The American Space Force unit, headquartered at Osan Air Base south of Seoul, is counting on South Korean satellites to complement Washington’s own satellites monitoring the North’s nuclear and missile program.

Korea Aerospace Research Institute via AP
South Korea's Nuri rocket lifts off at the Naro Space Center at Goheung, South Korea, May 25, 2023. Korea Aerospace Research Institute via AP

South Korea has beaten the North Koreans in the space race by putting the peninsula’s first home-made spy satellite into orbit while the new American Space Force teams up with Seoul at its first overseas base.

The American Space Force unit, headquartered at Osan Air Base south of Seoul, is counting on South Korean satellites to complement Washington’s own satellites monitoring the North’s nuclear and missile program.

South Korea’s success bolsters its efforts to partner with America against North Korean threats to launch missiles tipped with nuclear warheads at targets in both the South and Japan as well as North America. 

North Korea’s leader, Kim Jong-un, has inspected the North’s launch site and is expected to order his country’s satellite launch whenever his engineers are ready, saying its own eyes in the skies are needed to see what its enemies are doing.

The launch of the South Korean satellite, capable of relaying images for commercial purposes, not only shows the superiority of the South’s technology but makes it a contender for launching other countries’ satellites.

In an interview with the South’s Yonhap News, a professor at the Korean Advanced Institute of Science and Technology, Kwon Se-jin, said, “We can have our foreign customers and carry their satellites to space like other space powers such as the United States.” 

The launch of the satellite comes as a blow to North Korea after the North’s state media publicized pictures of Mr. Kim inspecting what was called “military reconnaissance satellite No. 1.” 

A sure sign of the priority Mr. Kim gives the project is that his state media showed him with his tween-aged daughter, Ju-ae, who’s also been at his side viewing missile launches and parades. 

Pyongyang’s Korean Central News Agency reported on May 16 that the satellite was “ready for loading after undergoing the final general assembly check and space environment test.” KCNA in December said the satellite had undergone an “important final stage test.” 

South Korean officials and analysts attached greater importance to the commercial than the military significance of its satellite, called Nuri, meaning world. 

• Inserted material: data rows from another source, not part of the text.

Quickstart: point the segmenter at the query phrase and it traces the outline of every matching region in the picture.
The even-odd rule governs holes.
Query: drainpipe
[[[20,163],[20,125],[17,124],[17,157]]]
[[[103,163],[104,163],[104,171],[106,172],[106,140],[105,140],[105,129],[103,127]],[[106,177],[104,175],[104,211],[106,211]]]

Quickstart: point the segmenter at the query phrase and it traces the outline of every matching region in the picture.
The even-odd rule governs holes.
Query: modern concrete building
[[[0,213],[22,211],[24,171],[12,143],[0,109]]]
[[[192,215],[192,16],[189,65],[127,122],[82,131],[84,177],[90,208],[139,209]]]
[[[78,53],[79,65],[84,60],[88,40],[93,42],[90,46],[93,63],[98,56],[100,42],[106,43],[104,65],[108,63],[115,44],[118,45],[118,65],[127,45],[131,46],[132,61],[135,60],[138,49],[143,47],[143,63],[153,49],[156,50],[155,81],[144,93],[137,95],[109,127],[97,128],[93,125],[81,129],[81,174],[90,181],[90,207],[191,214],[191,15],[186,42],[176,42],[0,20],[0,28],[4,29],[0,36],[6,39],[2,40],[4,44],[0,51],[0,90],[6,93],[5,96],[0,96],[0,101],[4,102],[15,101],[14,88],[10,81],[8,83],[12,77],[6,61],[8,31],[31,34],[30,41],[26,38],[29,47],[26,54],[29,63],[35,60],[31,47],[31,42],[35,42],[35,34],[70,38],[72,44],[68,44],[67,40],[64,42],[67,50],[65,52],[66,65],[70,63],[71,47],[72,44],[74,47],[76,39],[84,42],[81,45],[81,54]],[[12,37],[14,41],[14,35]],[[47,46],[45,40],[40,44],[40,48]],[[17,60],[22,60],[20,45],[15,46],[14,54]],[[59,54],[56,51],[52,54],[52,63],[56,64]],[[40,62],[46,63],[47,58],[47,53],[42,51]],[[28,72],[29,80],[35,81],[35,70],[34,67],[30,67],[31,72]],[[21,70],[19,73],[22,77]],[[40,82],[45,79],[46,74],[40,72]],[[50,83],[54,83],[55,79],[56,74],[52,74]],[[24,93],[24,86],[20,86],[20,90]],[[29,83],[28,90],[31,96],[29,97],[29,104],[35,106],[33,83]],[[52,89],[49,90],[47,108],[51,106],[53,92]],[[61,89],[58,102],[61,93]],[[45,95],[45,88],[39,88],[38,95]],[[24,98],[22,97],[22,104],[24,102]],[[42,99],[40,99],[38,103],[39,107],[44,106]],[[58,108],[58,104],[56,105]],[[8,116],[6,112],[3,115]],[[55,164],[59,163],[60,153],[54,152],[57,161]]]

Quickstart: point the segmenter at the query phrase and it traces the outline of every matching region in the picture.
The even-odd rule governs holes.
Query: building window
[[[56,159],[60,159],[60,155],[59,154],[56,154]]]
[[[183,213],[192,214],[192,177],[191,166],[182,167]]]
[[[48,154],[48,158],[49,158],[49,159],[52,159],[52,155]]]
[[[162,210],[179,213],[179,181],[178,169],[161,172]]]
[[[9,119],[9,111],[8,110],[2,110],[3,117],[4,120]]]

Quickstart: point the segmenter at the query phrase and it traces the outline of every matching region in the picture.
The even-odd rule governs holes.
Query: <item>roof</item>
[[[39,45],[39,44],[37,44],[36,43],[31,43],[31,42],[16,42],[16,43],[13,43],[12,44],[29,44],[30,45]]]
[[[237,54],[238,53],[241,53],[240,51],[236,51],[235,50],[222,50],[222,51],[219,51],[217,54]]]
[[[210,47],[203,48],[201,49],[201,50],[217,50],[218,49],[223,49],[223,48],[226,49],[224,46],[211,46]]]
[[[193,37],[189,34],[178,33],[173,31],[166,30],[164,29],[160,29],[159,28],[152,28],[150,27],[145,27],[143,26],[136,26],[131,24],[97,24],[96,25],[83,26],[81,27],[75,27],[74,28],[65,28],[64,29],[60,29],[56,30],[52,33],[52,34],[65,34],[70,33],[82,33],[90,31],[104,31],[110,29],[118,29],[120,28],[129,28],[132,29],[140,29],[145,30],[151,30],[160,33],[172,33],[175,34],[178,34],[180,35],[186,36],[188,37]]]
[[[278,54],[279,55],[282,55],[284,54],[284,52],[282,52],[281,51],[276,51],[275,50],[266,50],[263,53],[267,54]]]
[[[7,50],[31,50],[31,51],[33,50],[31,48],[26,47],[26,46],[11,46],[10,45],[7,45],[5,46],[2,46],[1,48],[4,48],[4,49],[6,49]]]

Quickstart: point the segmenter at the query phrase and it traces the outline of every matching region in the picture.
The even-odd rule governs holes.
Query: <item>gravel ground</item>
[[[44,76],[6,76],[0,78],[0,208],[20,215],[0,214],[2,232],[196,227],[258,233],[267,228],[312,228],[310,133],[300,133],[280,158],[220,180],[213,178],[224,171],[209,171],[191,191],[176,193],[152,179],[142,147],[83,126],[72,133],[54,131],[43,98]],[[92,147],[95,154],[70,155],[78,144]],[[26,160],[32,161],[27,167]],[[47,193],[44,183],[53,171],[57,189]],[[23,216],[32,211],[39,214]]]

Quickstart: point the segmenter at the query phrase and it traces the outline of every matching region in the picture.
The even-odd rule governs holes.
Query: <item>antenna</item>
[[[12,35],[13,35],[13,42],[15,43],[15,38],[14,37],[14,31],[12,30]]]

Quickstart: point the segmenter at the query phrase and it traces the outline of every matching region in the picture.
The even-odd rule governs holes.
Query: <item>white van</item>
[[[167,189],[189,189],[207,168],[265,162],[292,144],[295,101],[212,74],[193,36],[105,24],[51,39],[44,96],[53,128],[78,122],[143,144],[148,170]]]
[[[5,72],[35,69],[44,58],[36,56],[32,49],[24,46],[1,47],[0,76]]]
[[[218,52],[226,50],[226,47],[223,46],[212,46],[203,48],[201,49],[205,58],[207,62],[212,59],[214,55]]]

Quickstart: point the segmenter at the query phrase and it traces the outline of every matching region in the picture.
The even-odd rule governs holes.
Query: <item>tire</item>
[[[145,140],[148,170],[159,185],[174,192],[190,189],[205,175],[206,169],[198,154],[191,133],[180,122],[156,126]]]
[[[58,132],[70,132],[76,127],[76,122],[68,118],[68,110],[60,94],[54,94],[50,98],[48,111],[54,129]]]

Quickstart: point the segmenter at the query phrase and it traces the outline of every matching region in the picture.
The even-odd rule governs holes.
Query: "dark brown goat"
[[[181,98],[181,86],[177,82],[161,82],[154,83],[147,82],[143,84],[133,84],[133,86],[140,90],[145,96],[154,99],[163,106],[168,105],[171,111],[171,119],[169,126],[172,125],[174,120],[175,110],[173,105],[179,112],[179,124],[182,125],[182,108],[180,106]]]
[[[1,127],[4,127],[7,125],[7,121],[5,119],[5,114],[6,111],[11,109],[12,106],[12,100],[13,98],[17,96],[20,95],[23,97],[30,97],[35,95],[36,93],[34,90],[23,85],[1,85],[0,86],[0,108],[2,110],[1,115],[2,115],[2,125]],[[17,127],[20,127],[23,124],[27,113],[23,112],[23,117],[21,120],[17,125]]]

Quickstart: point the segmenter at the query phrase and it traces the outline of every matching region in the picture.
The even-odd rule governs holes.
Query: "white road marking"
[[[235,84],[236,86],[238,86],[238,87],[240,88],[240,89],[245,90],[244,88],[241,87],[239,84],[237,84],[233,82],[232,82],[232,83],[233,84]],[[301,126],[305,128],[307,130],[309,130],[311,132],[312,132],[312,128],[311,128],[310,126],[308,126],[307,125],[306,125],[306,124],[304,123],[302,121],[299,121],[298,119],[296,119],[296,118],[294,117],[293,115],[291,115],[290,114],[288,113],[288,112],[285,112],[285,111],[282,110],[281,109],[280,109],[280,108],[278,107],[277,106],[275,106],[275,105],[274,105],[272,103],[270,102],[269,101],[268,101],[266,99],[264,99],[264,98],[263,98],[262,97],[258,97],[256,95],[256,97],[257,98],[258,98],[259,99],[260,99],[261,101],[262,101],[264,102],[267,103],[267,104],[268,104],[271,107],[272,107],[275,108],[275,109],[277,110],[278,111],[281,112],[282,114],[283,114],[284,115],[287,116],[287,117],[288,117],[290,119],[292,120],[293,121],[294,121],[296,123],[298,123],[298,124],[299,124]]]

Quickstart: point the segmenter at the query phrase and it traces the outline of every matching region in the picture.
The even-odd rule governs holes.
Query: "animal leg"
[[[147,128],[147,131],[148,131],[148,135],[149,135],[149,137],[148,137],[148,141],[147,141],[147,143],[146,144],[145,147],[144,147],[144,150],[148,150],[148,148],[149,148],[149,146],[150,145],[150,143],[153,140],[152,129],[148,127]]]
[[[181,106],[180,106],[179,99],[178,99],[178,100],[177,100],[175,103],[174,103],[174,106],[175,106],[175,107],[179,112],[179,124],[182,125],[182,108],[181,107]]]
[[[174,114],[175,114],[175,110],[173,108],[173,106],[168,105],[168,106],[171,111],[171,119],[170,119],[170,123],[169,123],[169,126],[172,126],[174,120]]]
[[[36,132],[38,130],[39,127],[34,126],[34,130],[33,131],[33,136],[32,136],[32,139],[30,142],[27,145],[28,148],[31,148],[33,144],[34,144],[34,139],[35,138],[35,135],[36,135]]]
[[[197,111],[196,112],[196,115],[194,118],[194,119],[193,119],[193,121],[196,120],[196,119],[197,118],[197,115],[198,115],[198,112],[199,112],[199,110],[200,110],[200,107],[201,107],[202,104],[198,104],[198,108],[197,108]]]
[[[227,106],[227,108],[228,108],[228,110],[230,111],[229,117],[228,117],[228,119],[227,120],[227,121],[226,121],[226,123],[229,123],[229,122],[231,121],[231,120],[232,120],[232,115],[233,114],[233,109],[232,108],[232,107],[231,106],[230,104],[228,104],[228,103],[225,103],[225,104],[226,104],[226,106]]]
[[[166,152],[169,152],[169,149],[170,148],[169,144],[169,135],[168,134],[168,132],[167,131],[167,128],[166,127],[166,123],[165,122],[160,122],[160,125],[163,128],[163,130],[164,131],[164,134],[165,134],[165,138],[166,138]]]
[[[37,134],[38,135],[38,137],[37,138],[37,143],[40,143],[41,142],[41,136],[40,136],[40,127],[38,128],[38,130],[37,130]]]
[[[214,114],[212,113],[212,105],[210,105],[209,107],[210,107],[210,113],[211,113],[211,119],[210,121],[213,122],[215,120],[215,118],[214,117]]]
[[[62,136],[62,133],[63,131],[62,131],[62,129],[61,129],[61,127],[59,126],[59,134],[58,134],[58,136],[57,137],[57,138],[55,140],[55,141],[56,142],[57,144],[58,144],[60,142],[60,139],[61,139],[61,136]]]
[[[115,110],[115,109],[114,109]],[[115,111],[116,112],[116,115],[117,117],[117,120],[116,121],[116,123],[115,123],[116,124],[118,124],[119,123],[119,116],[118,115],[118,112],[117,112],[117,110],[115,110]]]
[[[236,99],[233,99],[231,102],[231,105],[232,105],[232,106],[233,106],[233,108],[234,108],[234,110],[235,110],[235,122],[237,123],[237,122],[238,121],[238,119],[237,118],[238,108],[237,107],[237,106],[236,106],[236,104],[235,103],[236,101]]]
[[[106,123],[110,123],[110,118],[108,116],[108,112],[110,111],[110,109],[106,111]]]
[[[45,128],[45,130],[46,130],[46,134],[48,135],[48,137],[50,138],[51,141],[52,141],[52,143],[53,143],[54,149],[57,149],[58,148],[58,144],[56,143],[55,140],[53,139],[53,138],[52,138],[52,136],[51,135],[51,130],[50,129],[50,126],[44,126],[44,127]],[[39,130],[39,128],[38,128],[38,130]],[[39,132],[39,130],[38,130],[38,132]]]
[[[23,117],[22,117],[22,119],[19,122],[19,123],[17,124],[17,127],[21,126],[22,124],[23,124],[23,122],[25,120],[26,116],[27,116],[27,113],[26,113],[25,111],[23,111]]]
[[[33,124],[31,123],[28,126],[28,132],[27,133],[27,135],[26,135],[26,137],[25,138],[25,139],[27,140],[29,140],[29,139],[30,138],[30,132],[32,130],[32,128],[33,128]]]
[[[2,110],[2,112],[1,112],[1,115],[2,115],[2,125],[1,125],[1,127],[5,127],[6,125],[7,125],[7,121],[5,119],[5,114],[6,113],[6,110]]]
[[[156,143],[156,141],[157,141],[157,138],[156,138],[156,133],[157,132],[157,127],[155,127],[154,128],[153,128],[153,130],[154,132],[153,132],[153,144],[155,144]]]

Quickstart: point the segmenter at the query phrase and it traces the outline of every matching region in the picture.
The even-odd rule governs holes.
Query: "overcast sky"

“The latest success of Nuri,” Yonhap said, “verified South Korea’s capability to operate a space vehicle to carry payload satellites into target orbit and cemented its status as a space power since its first science observation rocket in 1993.” 

The South’s science minister, Lee Jong-ho, said the launch confirmed “our potential for launch services for various satellite operations and space exploration.”

As in other Korean commercial endeavors, ranging from semiconductors to motor vehicles to ship-building, Korean engineers showed determination in developing Nuri — at a cost estimated at $1.5 billion so far — despite some setbacks.  

Two previous launches from the same site near the southern coast wound up in disappointment. Two years ago, all was going as planned as the rocket soared 434 miles into the sky. 

Then came the disappointing news. The dummy satellite that was supposed to go into orbit had failed. This time the rocket, at an altitude of 340 miles, released eight satellites, one of which was “commercial grade.”

Back on earth, American and South Korean forces staged their biggest live-fire exercise in at least six years. The war games, conducted 15 miles below the North-South line, celebrated the Korean-American alliance that was formed 70 years ago and also the 75th anniversary of the founding of the South Korean armed forces two years before North Korean troops invaded the South.

More importantly, they dramatized the reversal of policy under President Yoon, a conservative, after his liberal predecessor, Moon Jae-in, sought unsuccessfully to draw Mr. Kim into dialogue. 

Mr. Kim saw Mr. Moon three times in 2018 but refused to see him again after President Trump broke off his summit with Mr. Kim at Hanoi in February 2019.

Yonhap, reflecting the shifting policy, said “the massive showcase of the allies’ landpower and aerial prowess” was in line with Mr. Yoon’s “oft-repeated mantra of peace through overwhelming military superiority as opposed to ‘fake peace’ that hinges on the other party’s good will.”